Approaching the peak of Anthony's Nose on east side.

Reactions: Way Cool 6


----------



## Brink (May 10, 2016)

NYWoodturner said:


> I'm sure you have walked across it. I was shocked at the number of suicide watch signs and the phone to pick up and call for help
> That whole area is gorgeous.



Someone jumped a few days ago :(


----------



## Brink (May 10, 2016)

On the bridge

Reactions: Way Cool 4


----------



## Brink (May 10, 2016)

In the fall

Reactions: Like 1 | Way Cool 4


----------



## Brink (May 10, 2016)

Don't slip!

Reactions: Funny 8


----------



## Kevin (May 10, 2016)

Cool pics. What's the story on that smaller bridge in the background?

Reactions: Funny 1


----------



## Brink (May 10, 2016)

The other evening

Reactions: Like 1 | Way Cool 2


----------



## Brink (May 10, 2016)

Kevin said:


> Cool pics. What's the story on that smaller bridge in the background?
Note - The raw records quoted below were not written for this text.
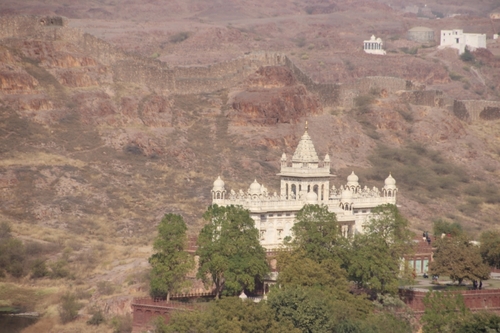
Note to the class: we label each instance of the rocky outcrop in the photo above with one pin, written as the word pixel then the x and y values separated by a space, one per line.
pixel 17 82
pixel 272 96
pixel 156 112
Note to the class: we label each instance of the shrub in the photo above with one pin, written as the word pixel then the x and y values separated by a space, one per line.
pixel 407 116
pixel 105 287
pixel 179 37
pixel 467 56
pixel 363 102
pixel 455 77
pixel 59 269
pixel 39 269
pixel 5 230
pixel 411 51
pixel 68 310
pixel 96 319
pixel 122 324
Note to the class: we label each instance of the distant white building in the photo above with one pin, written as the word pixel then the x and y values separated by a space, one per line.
pixel 459 40
pixel 306 180
pixel 374 46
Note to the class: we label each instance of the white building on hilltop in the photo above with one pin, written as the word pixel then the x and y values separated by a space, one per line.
pixel 374 46
pixel 306 180
pixel 459 40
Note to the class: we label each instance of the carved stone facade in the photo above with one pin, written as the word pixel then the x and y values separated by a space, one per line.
pixel 305 180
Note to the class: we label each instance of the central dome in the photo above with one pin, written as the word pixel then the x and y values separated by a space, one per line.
pixel 254 188
pixel 305 152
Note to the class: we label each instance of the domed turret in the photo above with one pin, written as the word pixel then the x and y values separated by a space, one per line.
pixel 311 198
pixel 346 195
pixel 390 183
pixel 254 188
pixel 218 185
pixel 352 180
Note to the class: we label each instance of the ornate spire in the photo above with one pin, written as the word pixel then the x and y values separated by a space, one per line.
pixel 305 152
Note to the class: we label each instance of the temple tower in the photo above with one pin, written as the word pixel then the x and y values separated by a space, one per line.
pixel 305 174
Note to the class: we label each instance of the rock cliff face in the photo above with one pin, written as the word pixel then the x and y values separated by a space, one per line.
pixel 271 96
pixel 100 144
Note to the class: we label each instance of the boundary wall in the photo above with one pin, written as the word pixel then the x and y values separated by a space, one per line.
pixel 475 300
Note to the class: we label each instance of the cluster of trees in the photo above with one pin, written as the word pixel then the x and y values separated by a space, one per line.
pixel 327 283
pixel 230 256
pixel 458 257
pixel 318 270
pixel 18 258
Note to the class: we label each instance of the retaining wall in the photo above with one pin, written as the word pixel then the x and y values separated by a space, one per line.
pixel 475 300
pixel 473 110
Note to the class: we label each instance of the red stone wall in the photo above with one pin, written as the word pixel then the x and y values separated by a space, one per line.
pixel 488 299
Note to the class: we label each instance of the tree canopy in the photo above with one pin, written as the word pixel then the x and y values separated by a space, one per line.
pixel 460 259
pixel 375 256
pixel 490 247
pixel 448 228
pixel 170 263
pixel 228 315
pixel 230 255
pixel 316 233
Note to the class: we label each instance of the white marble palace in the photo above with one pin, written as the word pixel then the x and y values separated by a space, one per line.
pixel 306 180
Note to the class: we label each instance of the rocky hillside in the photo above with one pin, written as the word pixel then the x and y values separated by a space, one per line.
pixel 100 139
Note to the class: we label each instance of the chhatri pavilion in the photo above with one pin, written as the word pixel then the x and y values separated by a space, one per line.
pixel 306 180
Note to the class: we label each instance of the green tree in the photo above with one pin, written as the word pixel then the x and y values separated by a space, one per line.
pixel 467 56
pixel 375 256
pixel 68 310
pixel 444 227
pixel 230 255
pixel 460 259
pixel 316 233
pixel 443 312
pixel 298 270
pixel 490 247
pixel 171 262
pixel 309 309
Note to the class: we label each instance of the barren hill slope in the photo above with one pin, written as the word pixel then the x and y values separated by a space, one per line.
pixel 99 140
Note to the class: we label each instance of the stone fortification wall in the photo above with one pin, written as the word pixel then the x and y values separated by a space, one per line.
pixel 432 98
pixel 387 83
pixel 474 300
pixel 329 93
pixel 159 77
pixel 363 86
pixel 223 75
pixel 13 26
pixel 473 110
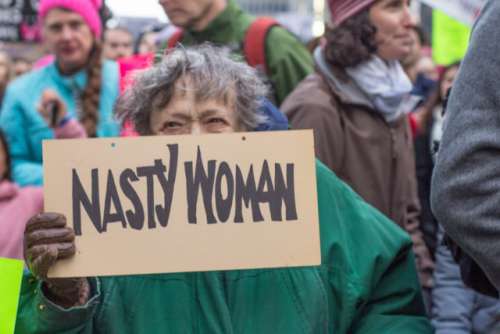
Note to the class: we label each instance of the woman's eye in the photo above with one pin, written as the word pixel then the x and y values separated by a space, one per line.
pixel 217 120
pixel 173 125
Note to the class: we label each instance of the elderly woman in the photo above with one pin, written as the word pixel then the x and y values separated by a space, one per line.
pixel 354 103
pixel 366 283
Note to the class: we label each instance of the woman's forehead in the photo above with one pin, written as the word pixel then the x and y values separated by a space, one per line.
pixel 189 88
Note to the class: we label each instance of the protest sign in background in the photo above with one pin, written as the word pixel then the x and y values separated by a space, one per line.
pixel 185 203
pixel 465 11
pixel 450 39
pixel 11 272
pixel 18 20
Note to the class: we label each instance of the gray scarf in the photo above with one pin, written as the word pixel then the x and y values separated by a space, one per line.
pixel 382 85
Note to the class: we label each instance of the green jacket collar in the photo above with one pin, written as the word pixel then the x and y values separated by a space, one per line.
pixel 220 27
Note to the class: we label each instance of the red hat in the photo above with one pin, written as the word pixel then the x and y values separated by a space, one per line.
pixel 341 10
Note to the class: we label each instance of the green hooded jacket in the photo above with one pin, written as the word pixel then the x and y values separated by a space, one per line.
pixel 367 283
pixel 288 61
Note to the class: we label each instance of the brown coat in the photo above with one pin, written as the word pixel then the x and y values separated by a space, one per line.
pixel 374 157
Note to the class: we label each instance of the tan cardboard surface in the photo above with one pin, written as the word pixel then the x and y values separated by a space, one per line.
pixel 182 246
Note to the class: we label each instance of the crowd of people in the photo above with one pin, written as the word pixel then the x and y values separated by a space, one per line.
pixel 402 252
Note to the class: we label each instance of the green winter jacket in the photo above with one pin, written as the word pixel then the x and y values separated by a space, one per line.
pixel 288 61
pixel 367 283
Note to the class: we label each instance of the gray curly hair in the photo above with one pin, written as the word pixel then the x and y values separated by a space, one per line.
pixel 212 74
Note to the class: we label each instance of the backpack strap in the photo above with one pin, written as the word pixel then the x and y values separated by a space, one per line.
pixel 254 44
pixel 174 39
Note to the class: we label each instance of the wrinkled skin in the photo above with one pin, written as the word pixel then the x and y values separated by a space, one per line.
pixel 47 239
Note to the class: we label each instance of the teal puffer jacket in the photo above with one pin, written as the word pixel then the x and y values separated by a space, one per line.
pixel 25 129
pixel 367 283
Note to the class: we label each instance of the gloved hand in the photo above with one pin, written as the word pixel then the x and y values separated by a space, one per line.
pixel 52 108
pixel 46 240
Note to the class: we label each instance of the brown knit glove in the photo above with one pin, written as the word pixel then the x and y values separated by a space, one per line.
pixel 46 240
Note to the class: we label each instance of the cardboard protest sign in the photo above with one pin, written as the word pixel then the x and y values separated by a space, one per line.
pixel 11 273
pixel 185 203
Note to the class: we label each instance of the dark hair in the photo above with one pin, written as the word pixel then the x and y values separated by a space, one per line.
pixel 92 92
pixel 3 141
pixel 351 43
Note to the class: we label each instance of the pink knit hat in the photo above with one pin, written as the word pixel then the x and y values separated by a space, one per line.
pixel 341 10
pixel 88 9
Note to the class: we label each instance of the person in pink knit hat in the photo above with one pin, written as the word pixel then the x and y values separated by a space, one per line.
pixel 357 102
pixel 17 204
pixel 82 81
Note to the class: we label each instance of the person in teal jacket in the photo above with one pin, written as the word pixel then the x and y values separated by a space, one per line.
pixel 87 86
pixel 366 283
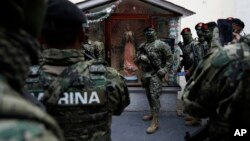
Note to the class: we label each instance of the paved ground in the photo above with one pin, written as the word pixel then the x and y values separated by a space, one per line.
pixel 130 127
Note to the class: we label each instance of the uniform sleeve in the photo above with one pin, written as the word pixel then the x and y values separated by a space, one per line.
pixel 200 93
pixel 119 96
pixel 138 53
pixel 176 59
pixel 167 54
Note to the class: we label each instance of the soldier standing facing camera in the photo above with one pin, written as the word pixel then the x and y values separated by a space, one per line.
pixel 155 60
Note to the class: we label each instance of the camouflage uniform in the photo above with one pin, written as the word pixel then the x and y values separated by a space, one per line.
pixel 66 71
pixel 219 89
pixel 153 72
pixel 95 50
pixel 202 43
pixel 191 57
pixel 20 120
pixel 176 63
pixel 100 50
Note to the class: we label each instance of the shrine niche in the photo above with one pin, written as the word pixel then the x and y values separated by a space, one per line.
pixel 122 31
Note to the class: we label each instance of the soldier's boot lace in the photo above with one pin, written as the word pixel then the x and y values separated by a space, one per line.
pixel 154 125
pixel 147 117
pixel 193 122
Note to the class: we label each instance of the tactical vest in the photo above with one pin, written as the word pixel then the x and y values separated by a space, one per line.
pixel 82 111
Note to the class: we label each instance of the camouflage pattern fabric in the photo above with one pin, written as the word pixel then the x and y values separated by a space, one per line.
pixel 100 50
pixel 191 58
pixel 176 65
pixel 161 53
pixel 219 90
pixel 20 120
pixel 81 122
pixel 203 49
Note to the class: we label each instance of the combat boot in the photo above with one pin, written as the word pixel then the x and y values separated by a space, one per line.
pixel 193 122
pixel 154 125
pixel 148 117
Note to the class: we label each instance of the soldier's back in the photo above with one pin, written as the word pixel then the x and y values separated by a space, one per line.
pixel 20 120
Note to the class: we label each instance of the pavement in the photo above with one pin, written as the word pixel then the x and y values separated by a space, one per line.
pixel 130 126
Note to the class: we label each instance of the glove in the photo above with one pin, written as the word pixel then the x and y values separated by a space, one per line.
pixel 144 58
pixel 161 72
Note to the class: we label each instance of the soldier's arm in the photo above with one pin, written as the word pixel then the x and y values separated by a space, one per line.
pixel 176 60
pixel 138 55
pixel 201 96
pixel 166 50
pixel 118 97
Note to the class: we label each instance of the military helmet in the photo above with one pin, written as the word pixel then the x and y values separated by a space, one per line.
pixel 25 14
pixel 149 27
pixel 198 26
pixel 186 31
pixel 238 22
pixel 211 25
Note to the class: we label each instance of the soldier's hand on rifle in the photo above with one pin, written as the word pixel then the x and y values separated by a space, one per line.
pixel 144 58
pixel 187 72
pixel 166 77
pixel 161 72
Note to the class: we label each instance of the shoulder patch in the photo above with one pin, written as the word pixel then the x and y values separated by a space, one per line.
pixel 141 45
pixel 220 59
pixel 34 70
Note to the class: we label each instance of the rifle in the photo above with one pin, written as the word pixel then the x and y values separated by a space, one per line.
pixel 200 135
pixel 196 58
pixel 152 62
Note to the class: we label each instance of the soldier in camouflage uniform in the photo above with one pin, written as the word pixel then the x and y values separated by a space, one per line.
pixel 208 32
pixel 191 58
pixel 20 119
pixel 190 52
pixel 220 90
pixel 202 44
pixel 176 63
pixel 81 95
pixel 155 60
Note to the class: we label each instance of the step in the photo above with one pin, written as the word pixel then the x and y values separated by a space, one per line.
pixel 139 102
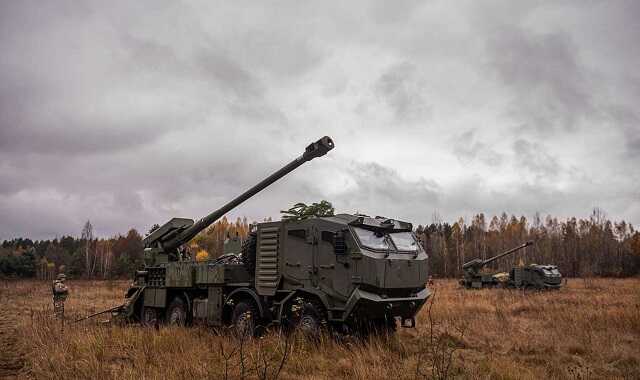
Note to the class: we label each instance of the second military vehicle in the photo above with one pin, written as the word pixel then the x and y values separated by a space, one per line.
pixel 350 272
pixel 530 276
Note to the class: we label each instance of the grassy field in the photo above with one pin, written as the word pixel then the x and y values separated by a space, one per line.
pixel 588 330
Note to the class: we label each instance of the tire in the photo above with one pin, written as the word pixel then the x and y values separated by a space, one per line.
pixel 249 252
pixel 177 313
pixel 244 318
pixel 312 321
pixel 150 317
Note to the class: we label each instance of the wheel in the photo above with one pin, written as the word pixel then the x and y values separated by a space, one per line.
pixel 244 317
pixel 177 312
pixel 149 317
pixel 312 320
pixel 249 252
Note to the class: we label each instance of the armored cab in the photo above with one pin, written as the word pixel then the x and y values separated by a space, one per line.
pixel 351 272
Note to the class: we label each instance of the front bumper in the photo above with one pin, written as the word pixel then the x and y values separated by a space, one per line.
pixel 364 304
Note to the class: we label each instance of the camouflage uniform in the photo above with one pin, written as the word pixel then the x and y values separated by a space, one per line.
pixel 60 292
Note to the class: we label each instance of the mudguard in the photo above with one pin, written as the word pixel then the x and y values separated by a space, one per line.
pixel 133 294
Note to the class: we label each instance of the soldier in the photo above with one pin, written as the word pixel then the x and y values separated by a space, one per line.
pixel 60 292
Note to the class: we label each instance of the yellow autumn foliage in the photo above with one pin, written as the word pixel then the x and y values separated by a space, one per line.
pixel 202 255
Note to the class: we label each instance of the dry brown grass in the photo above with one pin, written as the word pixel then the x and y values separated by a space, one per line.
pixel 590 329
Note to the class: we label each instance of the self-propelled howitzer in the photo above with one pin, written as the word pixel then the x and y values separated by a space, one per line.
pixel 473 278
pixel 347 272
pixel 163 244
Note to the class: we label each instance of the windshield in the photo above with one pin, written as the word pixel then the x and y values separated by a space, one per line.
pixel 404 241
pixel 370 239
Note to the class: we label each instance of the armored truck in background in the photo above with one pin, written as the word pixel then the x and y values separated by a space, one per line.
pixel 529 276
pixel 349 272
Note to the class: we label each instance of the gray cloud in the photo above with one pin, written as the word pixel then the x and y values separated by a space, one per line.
pixel 550 87
pixel 133 113
pixel 535 158
pixel 401 87
pixel 468 149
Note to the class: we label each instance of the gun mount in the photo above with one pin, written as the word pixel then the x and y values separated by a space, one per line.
pixel 162 244
pixel 473 277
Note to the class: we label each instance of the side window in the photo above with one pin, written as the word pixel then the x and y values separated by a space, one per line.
pixel 337 240
pixel 302 234
pixel 328 236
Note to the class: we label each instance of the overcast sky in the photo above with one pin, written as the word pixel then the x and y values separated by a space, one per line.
pixel 129 113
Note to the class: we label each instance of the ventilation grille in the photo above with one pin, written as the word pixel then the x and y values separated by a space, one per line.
pixel 267 261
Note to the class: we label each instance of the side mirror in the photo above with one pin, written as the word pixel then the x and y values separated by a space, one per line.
pixel 339 245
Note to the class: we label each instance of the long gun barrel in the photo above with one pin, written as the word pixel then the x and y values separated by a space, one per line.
pixel 179 231
pixel 477 264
That's just a bridge on Rt 9W, headed to West Point.
If you're real savvy, zoom in to the right of the little bridge.
There's white tents...and redcoats! Ther was a battle reenactment of battle of Fort Clinton going on


----------



## Brink (May 10, 2016)



Reactions: Way Cool 2


----------



## Brink (May 10, 2016)

From recent 90th birthday.

Reactions: Way Cool 3


----------



## NYWoodturner (May 10, 2016)

In the pic where you see the smaller bridge - head west about 35 miles and you are where I live. Your looking west in that pic.

Reactions: Like 1 | Way Cool 1


----------



## Brink (May 10, 2016)

NYWoodturner said:


> In the pic where you see the smaller bridge - head west about 35 miles and you are where I live. Your looking west in that pic.



And yet, you don't swing by

Reactions: Funny 2


----------



## Brink (May 10, 2016)

Trail to Anthony's Nose to view the bridge. Just follow the blue trail markers. This one signifies the trail bears right


----------



## Brink (May 10, 2016)

Sometimes, you're higher than the airplanes.

Reactions: Way Cool 4


----------



## Brink (May 10, 2016)

We walk five miles to get to this lunch spot.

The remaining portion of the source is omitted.